Life obeys no plans.
Pax pushed off from the wall, running. Before he saw Cami’s signal. Before the bloody Merchant took off down the length of the street. Before he knew why.
Cami clambered into the coach. A thousand alarm bells rang in his mind. He could feel death hovering over her like a vulture, claws stretched out.
Hawker snapped, “It’s Addington.”
The Prime Minister. The big black coach had the Prime Minister in it? That was the Merchant’s target. Assassination and the chaos that would follow Death.

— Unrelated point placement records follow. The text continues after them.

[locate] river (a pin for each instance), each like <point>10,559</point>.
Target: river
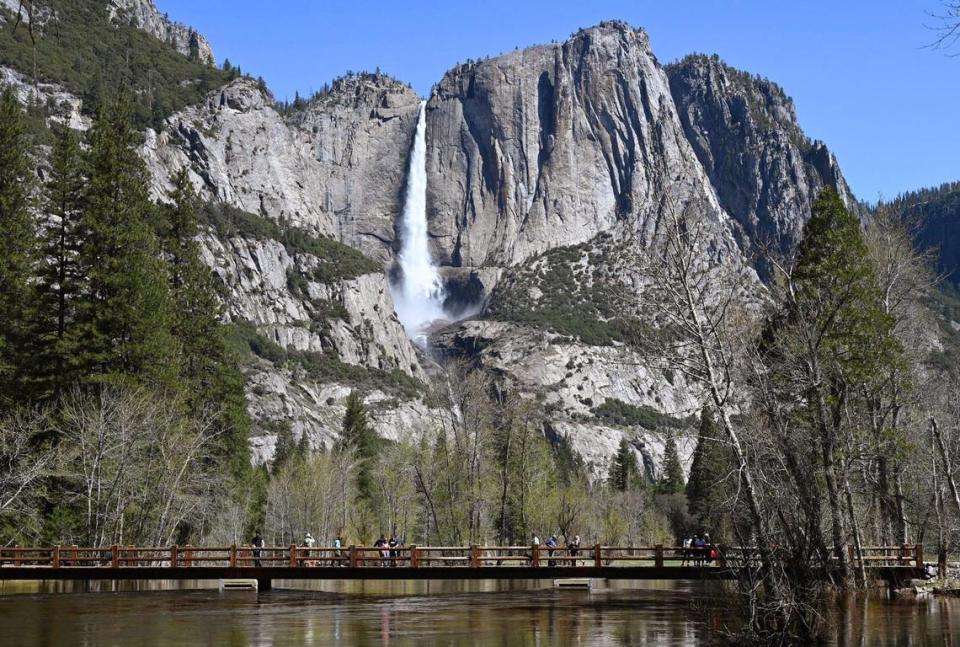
<point>433,614</point>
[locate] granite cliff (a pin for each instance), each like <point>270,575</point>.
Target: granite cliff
<point>549,171</point>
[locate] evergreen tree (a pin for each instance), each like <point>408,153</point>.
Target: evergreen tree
<point>209,370</point>
<point>624,470</point>
<point>837,294</point>
<point>18,251</point>
<point>672,481</point>
<point>61,278</point>
<point>357,435</point>
<point>125,316</point>
<point>711,463</point>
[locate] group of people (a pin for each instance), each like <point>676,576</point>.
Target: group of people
<point>698,550</point>
<point>389,550</point>
<point>553,548</point>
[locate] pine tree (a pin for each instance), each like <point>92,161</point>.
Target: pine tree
<point>357,435</point>
<point>837,293</point>
<point>125,316</point>
<point>624,470</point>
<point>711,463</point>
<point>210,371</point>
<point>18,251</point>
<point>672,481</point>
<point>61,278</point>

He yelled, “Get him out of here,” in Hawker’s direction and dove through the door of the landau.
A woman, bound, gagged, thrashing, was tied flat to one seat. Cami crouched on the floor of the coach, prying at a hasp on the other seat.
“The gunpowder,” Cami snarled. “It’s here. That’s what he did with the kegs. He lit a fuse and it’s gone under the seat. I can’t get to it.”
The seats were built for storage. Lift the lid to toss a coat or blanket in. This one was locked. A blackened string of fuse hung over the edge of the seat and disappeared underneath.
“Back!” He pointed the pistol.
Cami threw herself over the wriggling woman on the seat, giving what protection she could in case the slug went wild in the coach.
The crack of the gun slapped his ears. The bullet hit the lock and ricocheted out the door.
It didn’t hit Cami. Didn’t hit Cami.
The coach shuddered, tilted up, and tried to throw him to the floor. The horse shrieked. Nobody’s holding the horse. We’re going to go over.
No time to think about that. He’d hit the padlock dead center, shattering the mechanism. In the rocking coach, he reversed the pistol, grabbed the hot barrel, and slammed the butt down, once, twice. The bar snapped open.
The landau thumped down level again. Somebody had hold of the horse. Not Hawker. Hawker was on the street, yelling and throwing rocks. Addington’s coach clattered away to the squeal of horses and the shouts of the coachman.
He threw back the seat and the cushions. The space below was filled with kegs and the smell of gunpowder. The smell of a fuse burning.
Behind him, Cami cut the woman’s feet free, flapped the door open, and pushed her, yammering and limp, out into the street. “Run, you idiot.”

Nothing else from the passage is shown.